So this olelongrooffan has shared with my fellow Hoons that I had the opportunity to
party my ass off attend the Rolex24 at Daytona with a great bunch of friends a few weekends ago down here in the World Center of Racing. While out at my local race track, I checked out a bunch of pretty cool, at least to this olelongrooffan, car related stuff and one of those things was the Heritage Exhibition in the TheFanZone down there in the infield. While I have previously shared a few images of Grand Marshall Hurley Haywood’s Porsches and lone Jaguar, there were a bunch of other classic racecars there and, if so inclined, feel free to make the jump to see a few more of them.
One of the pretty damn cool cars spotted was the Porsche 962 sponsored by Lowenbrau and fielded by Holbert Racing beginning in the 1984 season. Based on what those boys over at sportscardigest have to say about it, it was the most successful 962 ever run. And I have no reason to doubt them based on its overall record. The other racecar in the above image is also a 962 although this one is a 1987 model year beauty. According to The Gentlemen over at Hemmings, this number 5 race car was run for Bob Akins by this year’s Grand Marshall. Although the one Hemmings talked about had black front fenders, this olelongrooffan can’t help but believe that given the fact it was included in this year’s Heritage Exhibition, there is some Hurley Haywood connection. And of the 92 Porsche 962s built here are two of them in one place gathered up just for your and my enjoyment. Yeah, life is grand. But in my favorite tagline ever, “But Wait! There’s More.” Thanks AW.

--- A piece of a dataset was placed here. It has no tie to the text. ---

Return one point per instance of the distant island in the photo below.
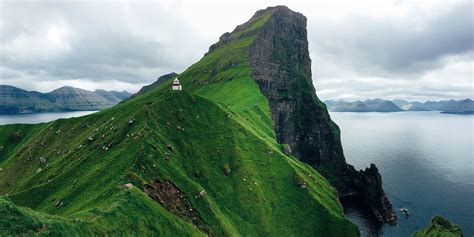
(380, 105)
(14, 100)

Now I realize this image of this Group 44’s TR7 racecar is not the most clear, this olelongrooffan just had to include it just because wedge racecar.
Just behind that wedge racecar was this iconic 1966 Porsche 911. According to the placard just to the driver’s side of this racecar, it is one of the first two 911s delivered to the United States and it was delivered to Brumos Porsche in Jacksonville, Florida for demonstrations. Porsche said “if anybody who wanted to drive a 911 just had to get to Brumos and they could test drive the 911.” Jack Ryan, a racecar driver and VW dealer in Hotlanta bought this 911 and decided to run it in the 1966 24 Hour race in Daytona.
The director of motorsports at the time, Huscke von Hanstein, frowned upon this idea as he felt that if the 911 was ready to run the 24, Porsche would have brought one of their own. “It’s my car and I’m entering it,” was Jack Ryan’s response. And he did. When 1/2 way through the race it was leading its class, Herr Hanstein threw the entire support of the extensive factory teams toward that Brumos prepared 911. Regardless of that involvement, it ended up winning its class and became the first 911 to win a road course race. A 911 had previously won a rally race but this one was the first to win a road race in the world. And this olelongrooffan was inches away from it. And as much as I wish I were a really good fiction writer, this olelongrooffan just can’t make this shit up.
By The Way…wasn’t Jack Ryan the name of a hero in certain spy novels in years past? Knowing that Author, I would suspect there could be some obscure connection between the two.
And just to demonstrate the range of racecars seen at the Heritage Exhibition this year, sitting catty-corner from that milestone race winning 911 was this Lucas equipped Lotus powered Ford Cortina.
This is a pretty sweet oleracecar that was built by Ford and powered by the British powerhouse, Lotus. This olelongrooffan believes it may be the first time I had ever seen one of these in the
flesh metal. One of my Hooniverse contributors used that “metal” terminology and this olelongrooffan is shamelessly stealing it. Thanks BTW.
Yeah, the date plate on this one verifies it is “A Ford Product Made in England” racecar and those carbs just to the north of that data plate? I wanna say they are Strombergs or something equally as obscure. Unfortunately the image this olelongrooffan took of them was nibbled by my elcheapoebay acquired image taker and I just don’t seem to remember. What say my fellow Hoons?
And just a quick look at the dashboard of this somewhat rare LHD Cortina before this olelongrooffan spun around to see
the ass end of a bunch of Hurley Haywood’s racecars I had seen earlier from the front side. And I gotta tell ya, I love the Brumos slogan, “We Race What We Sell.” The “Ultimate Driving Machine” is the only other tag line that comes close, IMHO. “Joy” will never do it for me.
The last Heritage Exhibition racecar this olelongrooffan is going to share with my fellow Hoons is this Chevrolet Intrepid. It was designed in conjunction with Pratt and Miller Engineering and Bob Riley to compete in its class in IMSA. It proved to be too slow on my Daytona Beach track even with Tommy Kendall behind the wheel as it had to much downforce. It was easily 30 MPH slower than its competition and it was completely redesigned by Bob Riley and his son, Bill, and that redesign later went on to win numerous 24 Hour class wins at the Daytona International Speedway.
Ever wonder why Chrysler didn’t do this with their Intrepid?